The Wikileaks founder faces 18 charges in the US of obtaining classified documents and spying.  

Almost twenty years after the terrorist attacks on the Twin Towers in New York which claimed the lives of over 3,000 people, suspects will face trial in the US military base in Guantanamo Bay in Cuba in a long-awaited hearing scheduled for January.

And after prolonged demonstrations against China over alleged civil rights abuses in Hong Kong, Britain will start offering Hong Kongers long-term visas from January.

In Spain, regional elections in Catalonia on February 14 might provide the focus to resolve a running sore which has split Spain since a failed independence bid in 2017.  

Spain's left-wing government is expected to grant pardons to jailed Catalan separatist leaders in a move which it hopes will allow a regional coalition formed between the Socialists and a moderate independence party, Esquerra Republicana Catalana.  

Away from politics, some of the world's major festivals or sporting events which were cancelled in 2020 may be held in a modified form this year.  

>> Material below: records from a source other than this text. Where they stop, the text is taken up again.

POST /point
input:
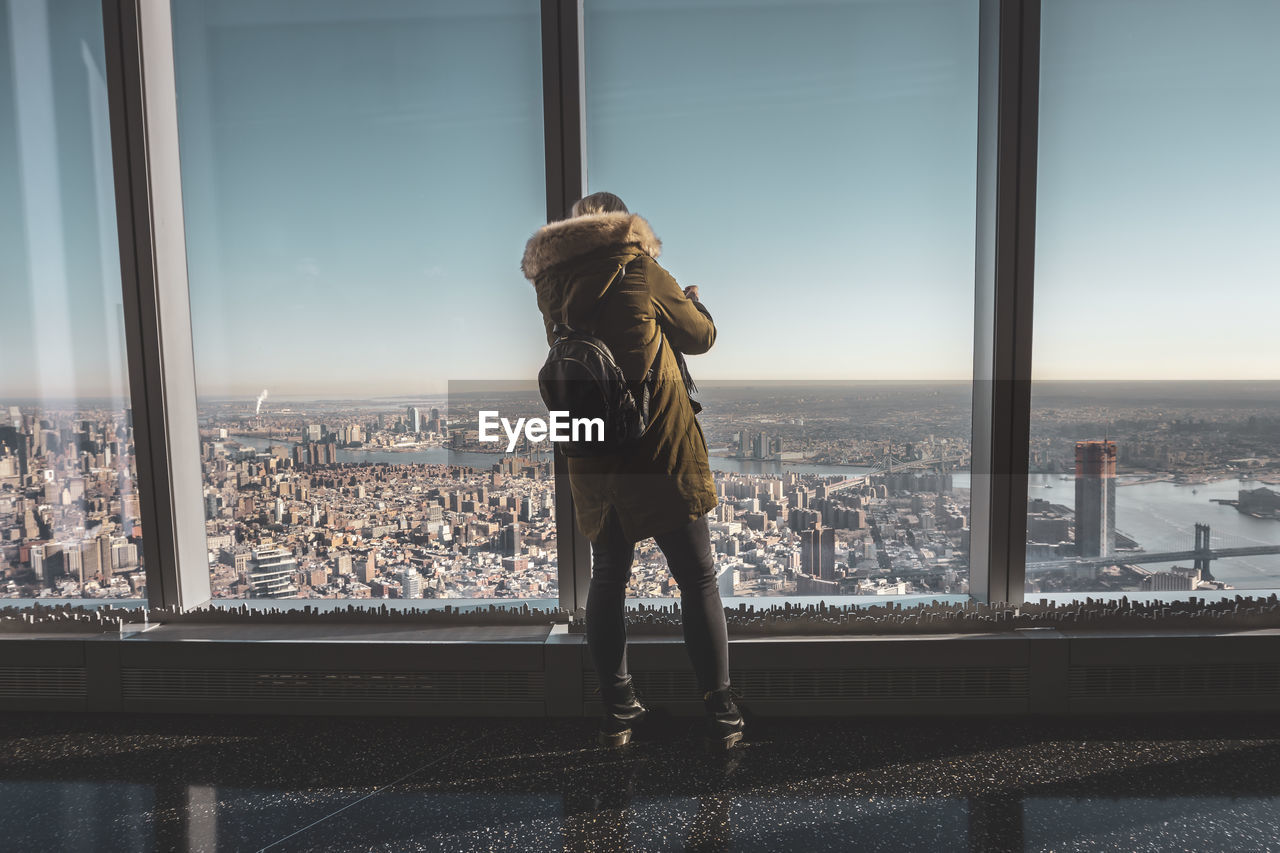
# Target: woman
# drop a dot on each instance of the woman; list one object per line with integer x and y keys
{"x": 598, "y": 269}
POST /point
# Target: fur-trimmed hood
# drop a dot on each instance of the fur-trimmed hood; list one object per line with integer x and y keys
{"x": 568, "y": 238}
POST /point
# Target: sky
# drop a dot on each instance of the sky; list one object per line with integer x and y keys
{"x": 360, "y": 179}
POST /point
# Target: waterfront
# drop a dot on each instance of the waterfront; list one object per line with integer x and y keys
{"x": 1162, "y": 515}
{"x": 1159, "y": 515}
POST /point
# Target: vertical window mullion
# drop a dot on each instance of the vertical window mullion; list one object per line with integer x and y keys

These include the Super Bowl LV on February 7, Rio Carnival (February 14), Mardi Gras (February 16) plus the lunar new year which will be celebrated from February 12 across China.  

2021 will mark the tenth anniversary of the uprising in Egypt. However, March marks two grim milestones: it is ten years since the start of protests against Syrian President Bashir al-Assad on March 15, who remains in power despite a brutal civil war and the NATO-led intervention in Libya (March 19) which deposed Muammar Gaddafi but left a power vacuum.  

As the world recovers from COVID-19, the World Health Assembly on May 18-19, will see the response to the pandemic assessed by an independent panel.  

June will see the Euro 2020 tournament and hopefully Glastonbury Festival will be able to mark its 50th anniversary between June 23-27. Paul McCartney is favourite to top the bill as he was booked for the 2020 event which was another casualty of the pandemic.

China will mark the 100th anniversary of the founding of the Communist Party on July 1st with a host of celebrations planned.  

Another era will come to an end on September 26 when Germans vote in parliamentary elections to see who succeeds Angela Merkel, who has been Chancellor for 16 years.  

US government agencies declassify more documents on October 26 relating to the 1963 assassination of US President John F. Kennedy.  

Finally, on December 8 2021, a year after the UK became the first country in the world to administer the COVID-19 vaccine, there are sure to be many who take a glance back on whether the world has changed.